Un altro giorno di festa si apre con l’ormai tristemente consueto “bollettino di guerra”: nella notte tra il 14 e il 15 agosto, lungo la costa fermana e picena sono stati oltre 30 gli interventi del 118 per soccorrere ragazzi intossicati dall’alcol. Si sono registrate chiamate che per il 90% hanno interessato minorenni. Tra loro anche una 13enne soccorsa a Grottammare.
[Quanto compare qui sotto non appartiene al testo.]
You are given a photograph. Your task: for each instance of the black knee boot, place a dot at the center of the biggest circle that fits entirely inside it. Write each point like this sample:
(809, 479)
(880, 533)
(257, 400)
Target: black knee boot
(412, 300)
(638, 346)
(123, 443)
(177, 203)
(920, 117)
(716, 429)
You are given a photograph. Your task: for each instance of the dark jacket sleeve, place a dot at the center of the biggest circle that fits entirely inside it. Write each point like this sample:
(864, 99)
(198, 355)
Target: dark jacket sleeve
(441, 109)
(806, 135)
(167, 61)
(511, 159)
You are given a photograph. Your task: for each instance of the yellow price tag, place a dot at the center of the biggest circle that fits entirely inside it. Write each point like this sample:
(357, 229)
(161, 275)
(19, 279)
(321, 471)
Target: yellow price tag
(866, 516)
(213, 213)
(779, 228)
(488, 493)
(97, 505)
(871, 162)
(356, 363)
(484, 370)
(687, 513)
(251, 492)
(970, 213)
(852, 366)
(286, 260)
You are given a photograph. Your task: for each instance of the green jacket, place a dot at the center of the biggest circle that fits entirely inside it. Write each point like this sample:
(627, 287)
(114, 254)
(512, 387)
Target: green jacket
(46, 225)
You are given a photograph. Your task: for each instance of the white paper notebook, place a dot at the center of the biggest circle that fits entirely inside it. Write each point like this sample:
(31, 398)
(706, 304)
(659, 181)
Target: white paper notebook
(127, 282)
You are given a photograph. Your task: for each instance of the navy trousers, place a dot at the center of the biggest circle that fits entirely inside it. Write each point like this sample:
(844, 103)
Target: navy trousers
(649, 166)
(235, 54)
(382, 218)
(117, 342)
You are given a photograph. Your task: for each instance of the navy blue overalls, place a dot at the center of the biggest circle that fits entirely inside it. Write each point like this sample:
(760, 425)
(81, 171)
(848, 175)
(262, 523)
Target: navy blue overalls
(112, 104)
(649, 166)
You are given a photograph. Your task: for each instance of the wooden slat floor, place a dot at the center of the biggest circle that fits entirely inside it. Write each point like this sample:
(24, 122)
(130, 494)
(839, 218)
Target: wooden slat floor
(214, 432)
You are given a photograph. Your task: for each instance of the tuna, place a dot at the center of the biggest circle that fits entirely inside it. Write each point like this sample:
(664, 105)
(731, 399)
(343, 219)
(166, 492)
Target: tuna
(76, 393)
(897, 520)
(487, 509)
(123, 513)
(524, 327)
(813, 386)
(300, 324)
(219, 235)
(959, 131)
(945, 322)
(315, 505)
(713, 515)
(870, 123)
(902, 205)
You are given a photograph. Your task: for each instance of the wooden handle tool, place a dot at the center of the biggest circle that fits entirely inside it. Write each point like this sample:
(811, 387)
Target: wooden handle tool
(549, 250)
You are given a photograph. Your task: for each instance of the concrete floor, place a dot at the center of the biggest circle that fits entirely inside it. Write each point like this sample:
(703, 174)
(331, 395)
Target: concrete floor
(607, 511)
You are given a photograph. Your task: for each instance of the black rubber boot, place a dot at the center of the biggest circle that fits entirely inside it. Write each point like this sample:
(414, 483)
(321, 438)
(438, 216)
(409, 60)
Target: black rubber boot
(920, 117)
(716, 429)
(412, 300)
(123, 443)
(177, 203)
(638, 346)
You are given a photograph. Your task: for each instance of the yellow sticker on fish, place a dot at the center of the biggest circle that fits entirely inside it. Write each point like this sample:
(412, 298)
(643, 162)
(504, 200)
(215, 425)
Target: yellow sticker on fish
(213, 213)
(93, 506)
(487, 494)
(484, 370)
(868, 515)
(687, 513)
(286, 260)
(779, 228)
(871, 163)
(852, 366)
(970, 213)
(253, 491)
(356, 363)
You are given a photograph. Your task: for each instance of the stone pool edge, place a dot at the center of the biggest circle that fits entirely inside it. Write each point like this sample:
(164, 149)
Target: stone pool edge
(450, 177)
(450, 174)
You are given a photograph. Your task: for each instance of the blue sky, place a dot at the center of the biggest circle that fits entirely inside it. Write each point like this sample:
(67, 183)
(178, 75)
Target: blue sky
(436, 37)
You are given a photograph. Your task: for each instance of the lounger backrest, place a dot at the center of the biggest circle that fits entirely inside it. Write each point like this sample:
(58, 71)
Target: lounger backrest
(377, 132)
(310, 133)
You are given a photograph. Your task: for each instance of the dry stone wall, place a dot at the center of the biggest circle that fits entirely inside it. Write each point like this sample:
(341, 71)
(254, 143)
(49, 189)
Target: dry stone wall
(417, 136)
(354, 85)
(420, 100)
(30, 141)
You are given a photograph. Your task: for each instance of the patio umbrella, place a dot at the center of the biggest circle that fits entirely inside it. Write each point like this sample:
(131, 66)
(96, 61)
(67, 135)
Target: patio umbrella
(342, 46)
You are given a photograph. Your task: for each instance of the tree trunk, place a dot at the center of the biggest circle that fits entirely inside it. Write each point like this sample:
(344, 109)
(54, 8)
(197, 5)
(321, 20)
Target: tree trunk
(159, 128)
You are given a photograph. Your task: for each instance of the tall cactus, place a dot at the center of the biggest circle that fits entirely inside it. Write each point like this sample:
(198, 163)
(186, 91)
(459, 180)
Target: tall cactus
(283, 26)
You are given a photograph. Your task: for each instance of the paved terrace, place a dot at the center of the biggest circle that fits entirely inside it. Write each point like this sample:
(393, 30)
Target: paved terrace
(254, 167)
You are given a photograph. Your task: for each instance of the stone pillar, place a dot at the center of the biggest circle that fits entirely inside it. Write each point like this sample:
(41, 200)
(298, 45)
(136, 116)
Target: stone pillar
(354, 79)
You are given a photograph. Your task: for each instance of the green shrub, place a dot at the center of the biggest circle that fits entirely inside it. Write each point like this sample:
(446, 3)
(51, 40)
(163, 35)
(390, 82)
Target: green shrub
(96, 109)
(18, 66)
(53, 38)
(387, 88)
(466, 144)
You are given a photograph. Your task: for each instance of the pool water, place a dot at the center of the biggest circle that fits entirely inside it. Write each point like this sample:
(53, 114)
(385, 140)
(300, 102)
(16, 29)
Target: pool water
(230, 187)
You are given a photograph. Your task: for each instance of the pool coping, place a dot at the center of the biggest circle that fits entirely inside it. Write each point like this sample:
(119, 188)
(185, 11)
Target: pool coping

Un ferito, per una testata, a Porto San Giorgio, durante una lite conseguente dello stato alterato dall’alcol.
Fin dalle prime ore della vigilia di Ferragosto la situazione è apparsa complicata: la prima chiamata risale alle ore 22.30 nel Fermano. Non era ancora spuntato il sole (alle ore 5) e si contavano 28 interventi, con altri in coda. Stamattina, alle 7.30 due ambulanze erano ancora impegnate a Grottammare e a Porto d’Ascoli.
Numeri e fatti che parlano da soli.
Porto San Giorgio, Porto Sant’Elpidio, San Benedetto e Grottammare i territori che maggiormente hanno dato da fare a operatori sanitari e forze di polizia, schierate in gran numero nelle zone definite “calde” dalle Prefetture di entrambi i territori.
Un continuo via vai di mezzi di soccorso, con agenti di Polizia e Carabinieri sul posto. Genitori chiamai nel cuore della notte, alcuni arrivati sul luogo del malore altri scortati dagli agenti, fino all’ospedale “Murri” di Fermo e al “Madonna del Soccorso” di San Benedetto, dove sono stati portati i loro figli per le cure del caso.
Probabilmente, dando il permesso ai ragazzi di festeggiare il Ferragosto, non era proprio questo l’epilogo immaginato.
Divieti e ordinanze anti movida ce ne sono. Eppure il fenomeno resta dilagante.